Under cloudy conditions, DECC-Net and U-Net achieved IoU values of 85.3% and 83.2%, respectively. In contrast, under sunny conditions, the IoU values of both models decreased to 81.4% and 74.6%. This performance decline under sunny conditions is attributed to intense light reflections on maize leaves, which introduce complex interference in the images. Specifically, strip-shaped light reflections may be misidentified as tassels, thereby reducing segmentation accuracy. Conversely, cloudy conditions minimize such reflection interference, facilitating more accurate tassel segmentation. The results further demonstrate that DECC-Net outperforms U-Net under both weather conditions, confirming its robustness in handling tassel segmentation under diverse environmental challenges.

Figure 11 shows the visualized tassel segmentation results of DECC-Net and U-Net across different tasseling stages and weather conditions. It was observed that U-Net exhibits significant limitations when performing the maize tassel segmentation task. Particularly in areas where tassels and leaf veins overlap and in situations with large light reflections on the leaves, U-Net, limited by its relatively weak feature extraction and fusion capabilities, may incorrectly identify leaf veins and reflected light on leaves as parts of the tassel, or conversely, misidentify tassels as background. This results in many false positives and negatives that affect the segmentation outcome. In comparison, DECC-Net significantly improves segmentation accuracy in complex environments by effectively capturing multi-scale tassel features and mitigating the semantic gap between the encoder and decoder through enhanced feature fusion capabilities. Figure 12 illustrates the segmentation results of DECC-Net in complex field environments.
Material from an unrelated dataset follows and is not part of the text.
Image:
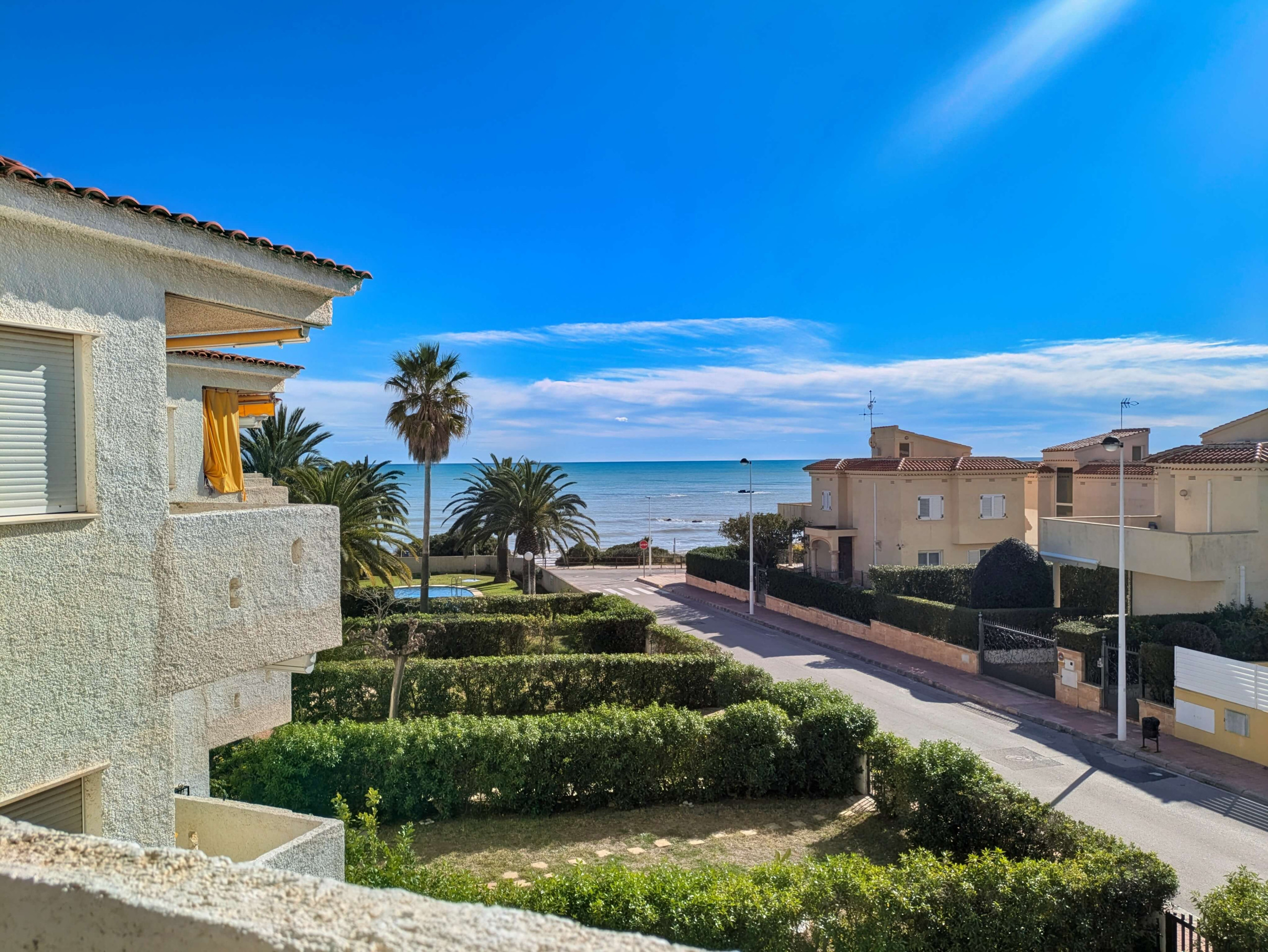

When handling maize tassels under different weather conditions and at varying developmental stages, DECC-Net demonstrates strong generalizability.

4. Conclusions

In this paper, we focused on the semantic segmentation of maize tassels in cropland scenes. Using UAV-collected RGB images of field maize as the research object, we constructed a maize tassel dataset covering diverse tasseling stages and weather conditions. To address the challenges faced by existing network models in maize tassel segmentation, including low accuracy, insufficient generalization ability, and large parameter count, we proposed DECC-Net. The model employs DKE modules to construct the encoder and decoder, while enhancing feature fusion capabilities through the LCCT and AFE modules. The DKE modules improve the ability to extract critical features from images while reducing the parameter count. The LCCT and AFE modules collaboratively capture long-range contextual dependencies and enable effective fusion of multi-scale channel features, mitigating semantic gaps between encoder and decoder features. The performance of DECC-Net was validated and analyzed through extensive experiments, with the main conclusions as follows:

DECC-Net exhibits excellent segmentation performance, achieving 85.6% precision, 96.9% recall, 83.3% IoU, and 90.9% Dice scores, surpassing the baseline U-Net (with VGG16 as the encoder) adopted in existing maize tassel segmentation studies, as well as a series of representative advanced segmentation models in agricultural applications.
DECC-Net has a parameter count of only 3.67 M, which is lower than that of other mainstream semantic segmentation models. This indicates that DECC-Net can be more effectively applied to hardware-limited devices.
DECC-Net demonstrates better robustness and generalization ability, effectively performing maize tassel segmentation tasks across different tasseling stages and weather conditions. The segmentation results more closely resemble the actual morphology of maize tassels, thereby providing more precise guidance for field management during the tasseling period of maize.

Compared with existing studies, the DECC-Net proposed in this study has achieved promising segmentation results, though there remains room for improvement. Future research will focus on introducing semi-supervised learning methods to reduce the cost of data annotation in semantic segmentation tasks. Furthermore, we plan to collect data in more experimental regions and further enhance the diversity of maize varieties, aiming to further verify and improve the model’s generalization ability and robustness. Meanwhile, we will carry out tassel area estimation in actual agricultural production environments to enhance its practical applicability in real-world scenarios.

Author Contributions

Conceptualization, Y.L., S.D. and Y.J.; methodology, Y.L. and Y.C.; validation, Y.L. and X.G.; data curation, Y.L., L.H. and X.G.; writing—original draft preparation, Y.L.; writing—review and editing, Y.J., X.G. and Y.C.; visualization, Y.L. and L.H.; supervision, S.D. and Y.J.; project administration, S.D. and Y.J.; funding acquisition, Y.J. All authors have read and agreed to the published version of the manuscript.

Funding

This research was supported by the Project of the Laboratory of Advanced Agricultural Sciences, Heilongjiang Province (ZY04JD05-011).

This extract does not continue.